He wore his shades for the entire flight. ‘Who’s that eejit?’ I wondered. I later discovered he was Lenny Kravitz. As I snuggled up in my double-bed-sized seat, I experienced a pang for my old friend Paul Whittington who was also LA-bound, but in economy class on Air France. ‘There but for the grace of God,’ I murmured.

  After we took off, the hostess asked me if I wanted to be woken for lunch. I asked her to wake me for everything, and so she did. A back massage, an eighteen-course lunch, a goodie bag of Molton Brown cosmetics, an Aero ice-cream, hot chocolate-chip cookies, fruit kebabs, cashew nuts, Fear and Loathing on my personal telly. When we arrived in LA twelve hours later, I didn’t want to leave. Even now, if I’m having a bad day, I pretend I’m back there and suddenly things seem copeable-with again.

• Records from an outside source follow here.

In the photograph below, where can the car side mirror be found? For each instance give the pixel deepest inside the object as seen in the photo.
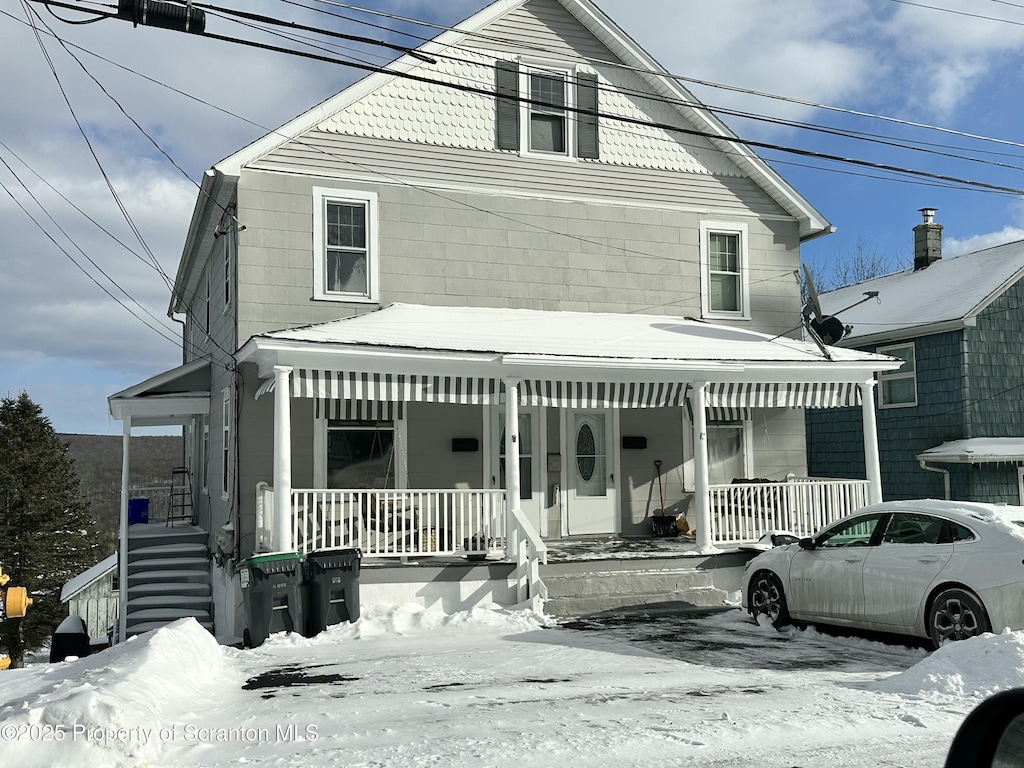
(992, 735)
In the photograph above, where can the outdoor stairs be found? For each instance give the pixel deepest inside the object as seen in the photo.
(583, 588)
(168, 577)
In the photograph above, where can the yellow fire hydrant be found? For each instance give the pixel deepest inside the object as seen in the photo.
(13, 603)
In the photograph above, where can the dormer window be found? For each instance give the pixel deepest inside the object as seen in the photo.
(345, 266)
(547, 110)
(547, 126)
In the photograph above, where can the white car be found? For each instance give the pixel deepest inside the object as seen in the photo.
(944, 570)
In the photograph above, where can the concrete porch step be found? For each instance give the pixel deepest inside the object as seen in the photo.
(658, 585)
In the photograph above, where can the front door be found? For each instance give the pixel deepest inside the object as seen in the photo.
(591, 502)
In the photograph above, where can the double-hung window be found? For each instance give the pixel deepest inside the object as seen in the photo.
(548, 124)
(899, 388)
(724, 268)
(345, 261)
(547, 110)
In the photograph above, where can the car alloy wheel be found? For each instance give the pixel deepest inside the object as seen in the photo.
(768, 598)
(956, 614)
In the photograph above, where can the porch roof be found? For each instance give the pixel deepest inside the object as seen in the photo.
(554, 345)
(168, 398)
(976, 451)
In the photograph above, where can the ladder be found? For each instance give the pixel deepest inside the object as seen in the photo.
(180, 502)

  In arrivals I was met by a chatty Hungarian in a limo. He got through cigarettes at a fierce rate and I subsequently discovered he was the last remaining smoker in LA – smoking is illegal in all bars and restaurants. While I tried to take that in, we passed a crowd of Hare Krishnas doing a lack-lustre chant outside Pan Am.

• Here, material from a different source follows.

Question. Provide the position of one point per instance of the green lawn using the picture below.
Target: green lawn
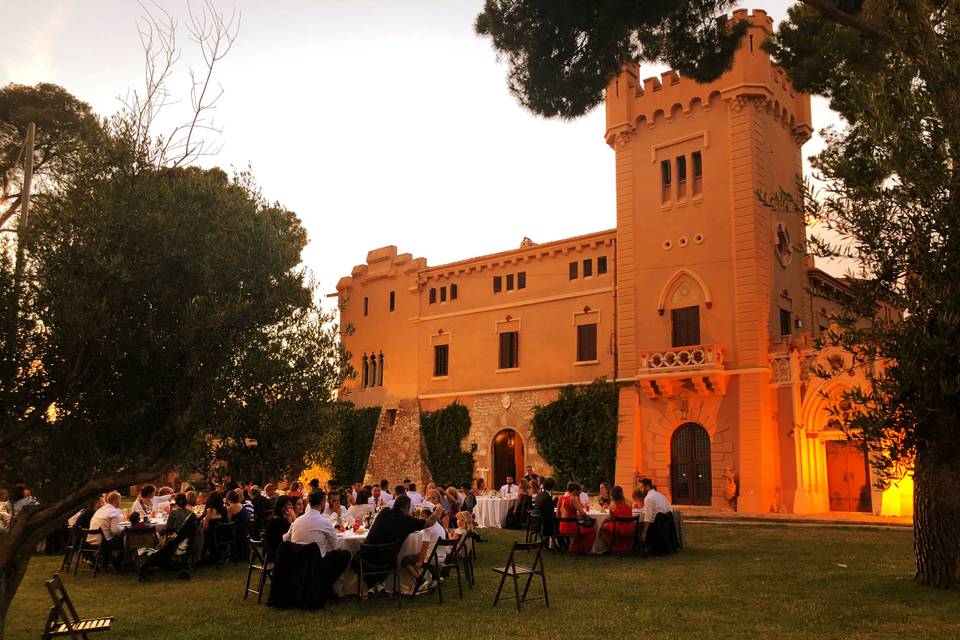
(731, 582)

  It was fearsomely hot as we drove along and the grey glare hurt my eyes. The sky looked like it could do with a good scrub with a wire brush. Abruptly I realized what was so odd – there were no human beings on the streets. The place had a strange science-fiction feel to it. And the shops were weird. Gun shops, spy shops selling surveillance equipment, liquor stores and many, many orthodontists. Half an hour later we got to my hotel, which was a bizarre and fabulous Art Deco tower on Sunset Strip (Sunset Strip!). As soon as the limo drew to a halt, an astonishingly handsome young man, with perfect hair, an exquisitely cut suit and a strange, orange, plastic-type look about him tap-tapped down the hotel steps and, with a deferential flourish, opened the car door for me. Meanwhile, at the top of the steps, another orange plastic young man had already opened the hotel door and was waiting with an over-obsequious expression. Yet another young man was eagerly wresting my luggage from the boot of the car.